Sunday, November 27, 2022

Time

 Time goes by weirdly in sobriety. It has weight and density. It takes up space and energy. It feels like a responsibility and some days it’s great. Others, it’s fucking awful.

I just went through a pretty intense training at work and I’m still a bit disoriented from the whole thing. Part 1 was a few months ago and was amazing. I was able to connect different parts of things that were in my brain for better understanding and I felt strange for a week. Part two was kinda a wash, more just practice.

I don't know how to relax. I started drinking when I was 13, on and off until college. Then it was party hard one night, rest the next for a bit. Weekends were long and grueling, but so many laughs with friends. I don't remember where I was some nights. It's all kinda a blur.

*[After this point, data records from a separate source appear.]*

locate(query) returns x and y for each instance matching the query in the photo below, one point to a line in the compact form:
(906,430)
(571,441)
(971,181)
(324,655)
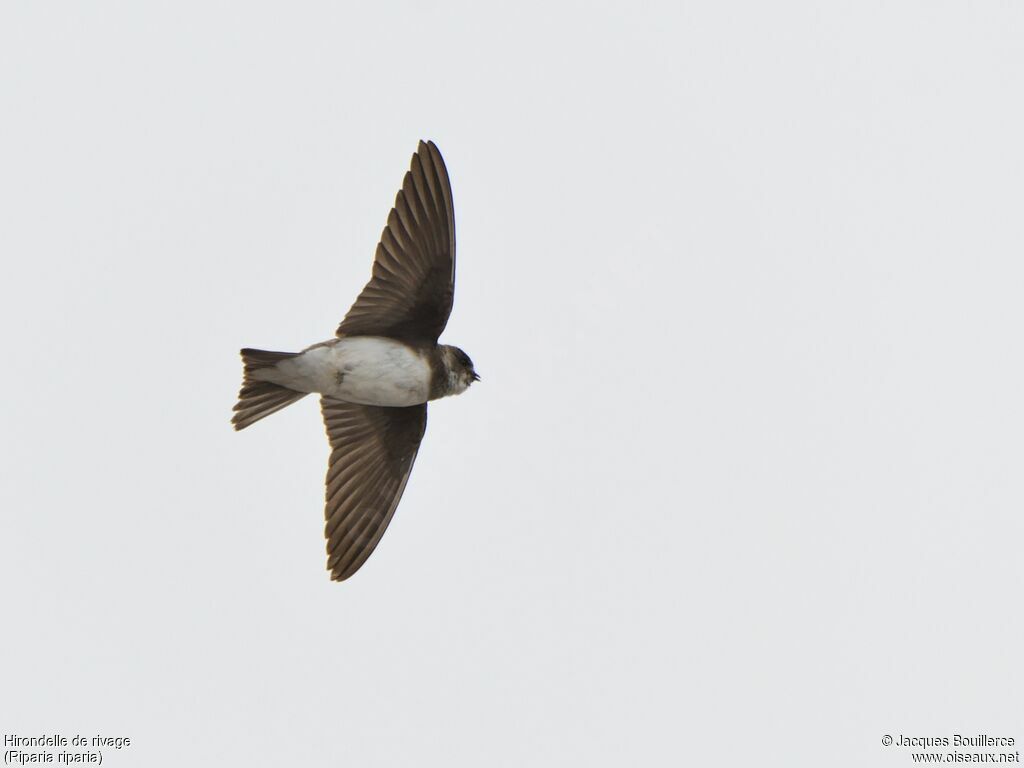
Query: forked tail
(259,398)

I kept drinking a lot when I was around family functions, holidays, events, weddings, funerals, and fuck, towards the end there were few times when I wasn't heavily drinking. I remember having some beers before going to a church event. That was awkward as fuck but I kept thinking I should go out to the car to drink more to make it less awkward. 

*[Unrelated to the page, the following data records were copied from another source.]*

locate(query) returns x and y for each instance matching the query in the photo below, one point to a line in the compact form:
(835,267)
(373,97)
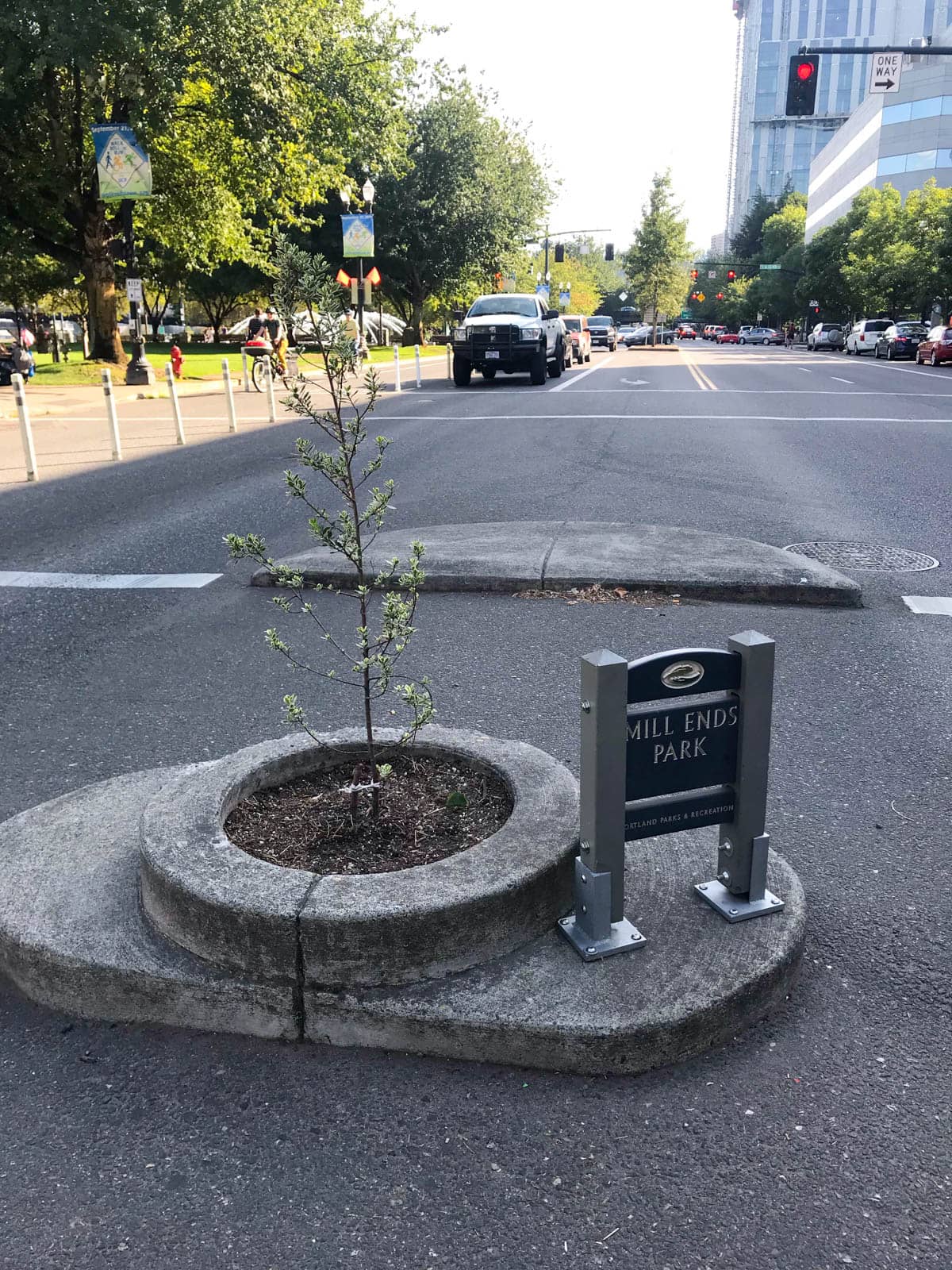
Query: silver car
(761,336)
(825,334)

I'm at this weird point now where I'm happy with how I feel physically, mentally, emotionally. I just feel a bit distant. Like I'm not "fun." I don't know how to have fun. I catch myself sometimes almost having fun but then the wind goes out of the sails and I'm kinda just back down again. 

This training was the same way. I felt like I found my calling, like it meant something. But then part two happened and I was less so. It felt like fucking work. It felt like it didn't make sense anymore. I felt like I was back not knowing what I'm doing. Ugh. Time is going so slowly.